Anthony Beers, Staff Writer
A true student-athlete in Division I collegiate sports is almost non-existent. This has sparked debate on many levels, often broken down to the left or right-wing viewpoint of whether or not collegiate athletes deserve a salary. What was once an unfathomable thought has become a considered alternative for many people. This change of heart is a reflection of how big the NCAA market has become.
Walter Byers was the first executive director of the NCAA, and under his tenure from 1951 to 1988 the concept of the student-athlete was coined, in which a collegiate student signs a contract to play at a university in exchange for a free education. However in his book, “Unsportsmanlike Conduct: Exploiting College Athletes,” Byers writes that the NCAA is “a nationwide money-laundering scheme.Collegiate amateurism is not a moral issue; it is an economic camouflage for monopoly practice. An air-tight racket of supplying cheap athletic labor.” Byers’ book came out in 1995, and since he began as executive director, the NCAA has transformed into a vast market, partnering with broadcasting corporations for billions of dollars.
The truth is that a large amount of Division I schools in this country do not provide student athletes with a true education at all. Whistleblower Mary Willingham at the University of North Carolina provided a window to the lackof a student-athletes’ responsibilities in the classroom in which they were taking pre-designed classes for athletes with little work involved. These issues aside, if a student -athlete is putting in their fullest efforts to become a professional athlete following their collegiate career, that amount of commitment more than likely conflicts with their ability to get a full education at a respectable university.
Documentaries such as “Schooled: The Price of College Sports” are educating sports fans with the truth behind these issues. In the documentary, former collegiate athletes reveal what life as a student-athlete is like and the atmosphere of the NCAA is criticized from top to bottom. All board members of the NCAA refused to be a part of the documentary.
Approximately 98.5 percent of student athletes will not turn professional. So a majority of collegiate athletes will walk out of their universities with a degree that they may not have actually learned. Scandals surrounding the NCAA have become a natural occurrence in which players that are in their late teens get vilified by adults through the media if they so as much make a penny. It’s twisted and, as far as the law is concerned, outright reprehensible.
While the simple solution to all these evils surrounding the NCAA may be to pay the players, there are still a lot of politics surrounding the details of those payments. Justice may be served from the employment perspective, but what about the education of the students? Serious changes may be imminent following the latest news about Northwestern University. Former quarterback Kain Colter and many teammates recently formed a union for college football players that was approved by the National Labor Relations Board. Northwestern football players are currently meeting with members of Congress to explain their desire for more rights as student athletes and as labor union members. The University of Maryland plans to follow in their footsteps and unionize.

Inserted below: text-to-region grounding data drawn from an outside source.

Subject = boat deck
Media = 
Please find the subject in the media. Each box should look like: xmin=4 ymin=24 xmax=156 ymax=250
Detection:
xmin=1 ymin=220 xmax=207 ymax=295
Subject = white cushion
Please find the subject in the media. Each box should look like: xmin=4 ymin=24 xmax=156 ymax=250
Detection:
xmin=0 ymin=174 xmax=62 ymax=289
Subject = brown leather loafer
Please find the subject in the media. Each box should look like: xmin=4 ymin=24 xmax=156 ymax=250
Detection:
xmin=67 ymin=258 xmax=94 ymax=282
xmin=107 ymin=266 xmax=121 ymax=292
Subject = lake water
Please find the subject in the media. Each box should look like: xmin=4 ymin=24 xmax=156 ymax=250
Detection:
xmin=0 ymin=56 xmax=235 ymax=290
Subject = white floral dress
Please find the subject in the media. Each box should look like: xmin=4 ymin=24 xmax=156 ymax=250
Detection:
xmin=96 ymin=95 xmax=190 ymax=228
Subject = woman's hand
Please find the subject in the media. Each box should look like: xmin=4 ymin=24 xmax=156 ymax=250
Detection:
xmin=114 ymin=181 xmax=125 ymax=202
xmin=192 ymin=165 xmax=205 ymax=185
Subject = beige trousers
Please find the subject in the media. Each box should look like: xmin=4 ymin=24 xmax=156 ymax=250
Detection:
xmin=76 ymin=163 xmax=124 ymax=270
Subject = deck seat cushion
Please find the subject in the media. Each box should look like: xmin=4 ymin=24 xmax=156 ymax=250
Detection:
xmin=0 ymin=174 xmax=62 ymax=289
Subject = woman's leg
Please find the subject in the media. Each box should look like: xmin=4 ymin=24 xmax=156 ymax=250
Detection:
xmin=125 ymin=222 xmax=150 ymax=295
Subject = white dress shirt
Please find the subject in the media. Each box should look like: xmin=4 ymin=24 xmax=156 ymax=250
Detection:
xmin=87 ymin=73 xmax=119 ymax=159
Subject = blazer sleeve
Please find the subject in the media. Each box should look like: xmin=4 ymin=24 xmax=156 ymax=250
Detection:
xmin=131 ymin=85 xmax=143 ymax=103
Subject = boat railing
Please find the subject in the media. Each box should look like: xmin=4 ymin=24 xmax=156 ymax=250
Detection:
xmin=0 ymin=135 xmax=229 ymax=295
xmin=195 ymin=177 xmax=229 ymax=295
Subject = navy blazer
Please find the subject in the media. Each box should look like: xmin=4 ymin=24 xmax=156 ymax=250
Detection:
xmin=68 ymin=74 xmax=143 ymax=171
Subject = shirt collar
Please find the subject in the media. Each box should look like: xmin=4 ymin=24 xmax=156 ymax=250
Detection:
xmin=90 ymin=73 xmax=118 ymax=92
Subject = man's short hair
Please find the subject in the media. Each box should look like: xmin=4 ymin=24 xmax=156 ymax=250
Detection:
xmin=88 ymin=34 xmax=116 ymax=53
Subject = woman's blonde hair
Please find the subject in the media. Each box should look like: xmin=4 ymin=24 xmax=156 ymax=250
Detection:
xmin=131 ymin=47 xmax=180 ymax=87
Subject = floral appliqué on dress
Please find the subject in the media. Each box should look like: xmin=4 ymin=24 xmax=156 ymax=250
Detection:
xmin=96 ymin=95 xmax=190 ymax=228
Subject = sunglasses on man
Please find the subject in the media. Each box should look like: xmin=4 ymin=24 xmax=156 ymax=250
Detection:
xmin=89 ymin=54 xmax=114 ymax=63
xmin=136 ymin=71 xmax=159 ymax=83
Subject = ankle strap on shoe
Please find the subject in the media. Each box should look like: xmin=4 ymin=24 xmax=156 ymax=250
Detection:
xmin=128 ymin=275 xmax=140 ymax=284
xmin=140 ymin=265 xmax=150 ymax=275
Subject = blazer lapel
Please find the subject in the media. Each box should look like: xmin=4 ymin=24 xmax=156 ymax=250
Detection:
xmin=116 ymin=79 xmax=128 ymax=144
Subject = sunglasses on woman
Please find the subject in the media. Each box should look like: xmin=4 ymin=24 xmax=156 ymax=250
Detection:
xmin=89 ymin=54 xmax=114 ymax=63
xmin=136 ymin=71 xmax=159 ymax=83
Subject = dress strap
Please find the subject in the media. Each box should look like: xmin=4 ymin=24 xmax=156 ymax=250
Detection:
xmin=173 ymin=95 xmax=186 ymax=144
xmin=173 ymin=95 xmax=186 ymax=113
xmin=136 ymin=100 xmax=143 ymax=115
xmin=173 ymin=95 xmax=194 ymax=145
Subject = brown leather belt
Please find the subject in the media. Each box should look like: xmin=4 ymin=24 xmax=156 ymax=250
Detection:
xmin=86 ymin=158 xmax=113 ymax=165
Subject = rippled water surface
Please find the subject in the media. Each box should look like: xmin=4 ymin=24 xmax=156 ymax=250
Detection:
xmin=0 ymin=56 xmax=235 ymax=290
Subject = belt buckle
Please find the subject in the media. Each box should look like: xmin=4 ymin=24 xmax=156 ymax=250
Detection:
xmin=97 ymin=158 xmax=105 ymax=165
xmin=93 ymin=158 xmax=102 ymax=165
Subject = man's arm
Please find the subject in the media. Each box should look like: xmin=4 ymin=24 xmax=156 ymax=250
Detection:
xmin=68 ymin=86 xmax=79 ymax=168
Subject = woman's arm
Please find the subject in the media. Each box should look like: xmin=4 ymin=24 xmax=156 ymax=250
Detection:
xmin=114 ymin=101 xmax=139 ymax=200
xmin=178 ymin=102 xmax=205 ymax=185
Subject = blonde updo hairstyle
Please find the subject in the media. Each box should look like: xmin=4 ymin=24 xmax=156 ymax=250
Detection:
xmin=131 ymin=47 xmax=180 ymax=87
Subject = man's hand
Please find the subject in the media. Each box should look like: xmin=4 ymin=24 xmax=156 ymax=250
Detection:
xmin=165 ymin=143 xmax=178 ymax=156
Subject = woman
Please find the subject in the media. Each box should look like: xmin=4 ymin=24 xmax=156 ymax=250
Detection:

Equivocal justice within the confines of the NCAA and the law is almost impossible without serious changes to a tradition that has existed for over a century. However, until those changes are made, get used to seeing plenty of “scandals” towards players that look to benefit from their own work. Division I athletes would be smart to unionize and demand rights like the millions of Americans before them that have done so and have been praised for it.